If the offshore drilling market is struggling, you wouldn't know it from Ensco's (NYSE:VAL) third-quarter results. Revenue was up 8.5% from a year ago to $1.26 billion, and net income from continuing operations rose 13.3% to $429.4 million, or $1.93 per share. That crushed Wall Street's expectation for $1.61 per share in earnings.
But in the drilling industry the devil is always in the details, and Ensco gave us an early peek into the potential future of offshore drilling.
Offshore drilling is cooling
The biggest question facing offshore drillers is whether demand for rigs will match the supply that is growing every month. So far, so good.
Ensco's utilization rate slumped slightly from 90% a year ago to 88% in the third quarter, but that was still high enough to maintain strong profits. And three new rigs that began service during the quarter helped push dayrates up 5% to an average of $237,000.
We haven't yet seen a big slowdown in offshore drilling due to recent low oil prices. But a further slowdown due to falling prices could be bad for the industry, because 87 new floaters are on order or under construction and 128 new jackups are expected as well. If demand is only strong enough to soak up today's supply we could see pricing pressure as supply explodes in the next three years.

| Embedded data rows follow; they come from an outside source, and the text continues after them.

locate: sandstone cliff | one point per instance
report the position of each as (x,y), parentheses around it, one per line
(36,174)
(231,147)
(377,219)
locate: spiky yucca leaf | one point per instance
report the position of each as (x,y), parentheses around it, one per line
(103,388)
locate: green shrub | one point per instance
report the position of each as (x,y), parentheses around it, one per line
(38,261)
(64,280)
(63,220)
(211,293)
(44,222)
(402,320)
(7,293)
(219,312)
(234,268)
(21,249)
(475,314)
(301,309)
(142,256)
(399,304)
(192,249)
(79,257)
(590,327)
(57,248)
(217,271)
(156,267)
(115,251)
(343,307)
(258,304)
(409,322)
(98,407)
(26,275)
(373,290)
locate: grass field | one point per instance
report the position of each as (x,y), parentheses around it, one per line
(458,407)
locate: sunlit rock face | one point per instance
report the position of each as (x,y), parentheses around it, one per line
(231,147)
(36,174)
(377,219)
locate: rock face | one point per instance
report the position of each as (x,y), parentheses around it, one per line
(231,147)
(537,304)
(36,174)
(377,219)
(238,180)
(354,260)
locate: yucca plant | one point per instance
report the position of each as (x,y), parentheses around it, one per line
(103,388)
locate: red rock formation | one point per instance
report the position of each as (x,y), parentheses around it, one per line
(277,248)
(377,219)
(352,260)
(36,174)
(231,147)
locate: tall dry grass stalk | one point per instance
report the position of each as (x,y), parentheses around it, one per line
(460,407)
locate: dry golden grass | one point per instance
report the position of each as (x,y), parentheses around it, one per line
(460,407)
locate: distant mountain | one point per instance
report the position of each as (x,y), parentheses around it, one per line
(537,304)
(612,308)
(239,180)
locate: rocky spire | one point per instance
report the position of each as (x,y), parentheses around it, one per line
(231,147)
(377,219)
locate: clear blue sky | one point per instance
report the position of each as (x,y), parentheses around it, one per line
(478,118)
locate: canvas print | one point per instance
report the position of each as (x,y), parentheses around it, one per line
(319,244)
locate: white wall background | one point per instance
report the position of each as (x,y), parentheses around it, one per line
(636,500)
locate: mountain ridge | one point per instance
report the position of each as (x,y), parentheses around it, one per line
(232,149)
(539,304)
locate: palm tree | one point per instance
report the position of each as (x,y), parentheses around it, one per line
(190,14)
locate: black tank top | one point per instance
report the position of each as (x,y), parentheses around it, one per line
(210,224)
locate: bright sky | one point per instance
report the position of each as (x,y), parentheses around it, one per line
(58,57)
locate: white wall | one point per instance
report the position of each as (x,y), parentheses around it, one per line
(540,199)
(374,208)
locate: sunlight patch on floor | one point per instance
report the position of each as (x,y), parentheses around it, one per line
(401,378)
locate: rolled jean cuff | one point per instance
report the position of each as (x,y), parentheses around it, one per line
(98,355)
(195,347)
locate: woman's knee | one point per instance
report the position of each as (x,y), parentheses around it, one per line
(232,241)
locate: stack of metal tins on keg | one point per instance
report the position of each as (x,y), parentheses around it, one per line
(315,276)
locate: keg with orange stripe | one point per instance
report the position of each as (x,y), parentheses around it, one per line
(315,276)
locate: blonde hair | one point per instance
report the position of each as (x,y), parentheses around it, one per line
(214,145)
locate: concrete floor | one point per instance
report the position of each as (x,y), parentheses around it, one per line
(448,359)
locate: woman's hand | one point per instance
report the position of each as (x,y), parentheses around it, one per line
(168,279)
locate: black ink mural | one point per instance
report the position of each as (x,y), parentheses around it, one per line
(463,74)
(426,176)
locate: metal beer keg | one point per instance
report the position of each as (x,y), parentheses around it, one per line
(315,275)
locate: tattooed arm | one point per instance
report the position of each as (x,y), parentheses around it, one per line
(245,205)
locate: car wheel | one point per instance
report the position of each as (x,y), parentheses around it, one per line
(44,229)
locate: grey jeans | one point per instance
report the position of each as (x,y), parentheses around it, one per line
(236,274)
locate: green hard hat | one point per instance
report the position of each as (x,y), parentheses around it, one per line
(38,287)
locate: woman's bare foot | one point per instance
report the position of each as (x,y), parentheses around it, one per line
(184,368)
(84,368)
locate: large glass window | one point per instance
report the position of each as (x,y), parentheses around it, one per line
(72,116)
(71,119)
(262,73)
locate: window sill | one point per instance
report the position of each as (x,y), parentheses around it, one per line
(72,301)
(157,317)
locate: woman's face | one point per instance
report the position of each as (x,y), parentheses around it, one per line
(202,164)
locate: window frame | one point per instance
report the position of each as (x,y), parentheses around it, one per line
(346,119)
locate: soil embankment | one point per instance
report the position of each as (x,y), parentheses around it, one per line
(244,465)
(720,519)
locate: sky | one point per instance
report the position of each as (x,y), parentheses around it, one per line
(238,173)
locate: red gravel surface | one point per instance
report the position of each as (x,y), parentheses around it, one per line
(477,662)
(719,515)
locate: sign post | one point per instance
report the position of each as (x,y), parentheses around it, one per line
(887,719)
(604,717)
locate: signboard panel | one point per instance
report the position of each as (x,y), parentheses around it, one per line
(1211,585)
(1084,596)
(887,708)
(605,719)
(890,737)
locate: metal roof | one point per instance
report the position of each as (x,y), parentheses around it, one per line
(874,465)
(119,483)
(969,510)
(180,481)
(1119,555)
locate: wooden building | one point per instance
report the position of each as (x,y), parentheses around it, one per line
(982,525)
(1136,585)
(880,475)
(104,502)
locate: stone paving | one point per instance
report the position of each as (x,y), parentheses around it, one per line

It's still profitable to drill for oil
One highlight from Ensco's report is that shallow-water drilling is still profitable at today's commodity rates. That's great news for Ensco, as well as companies such as Hercules Offshore (UNKNOWN:HERO.DL), which has focused entirely on shallow water.
This could also help competitors such as Seadrill (NYSE:SDRL), which is also investing in new high-specification shallow-water rigs. If these new rigs can find work because it's still profitable to drill for oil and natural gas in shallow water, it could help Seadrill and Ensco remain profitable if floater demand falls off in the next few years.
Debt markets are open for offshore drillers
The other significant development for Ensco -- which should also draw the attention of Seadrill investors -- is that debt markets remain open to offshore drillers. The stock market might have seen a huge sell-off over the last six months, but in the third quarter Ensco sold two $625 million unsecured debt offerings due in 2024 and 2044, with 4.5% and 5.75% coupon rates, respectively.
The 30-year bond is particularly impressive considering the uncertainty facing offshore drilling right now. It also indicates that financing new rigs in the future might be easier than the market is pricing in.
Offshore drilling is safe ... for now
Uncertainty and low oil prices have absolutely crushed offshore drilling stocks in 2014, but Ensco's earnings and debt offerings demonstrate the industry is still operating profitably.
As Ensco, Seadrill, and their peers upgrade their fleets with newer rigs, I think they'll be well positioned for sustained profitability even if the market cools off. It has been demonstrated time and again that new rigs will find work before old rigs that the industry is beginning to scrap. That plays into the hands of forward-looking rig operators and is why Ensco and Seadrill are two of the top picks in the industry.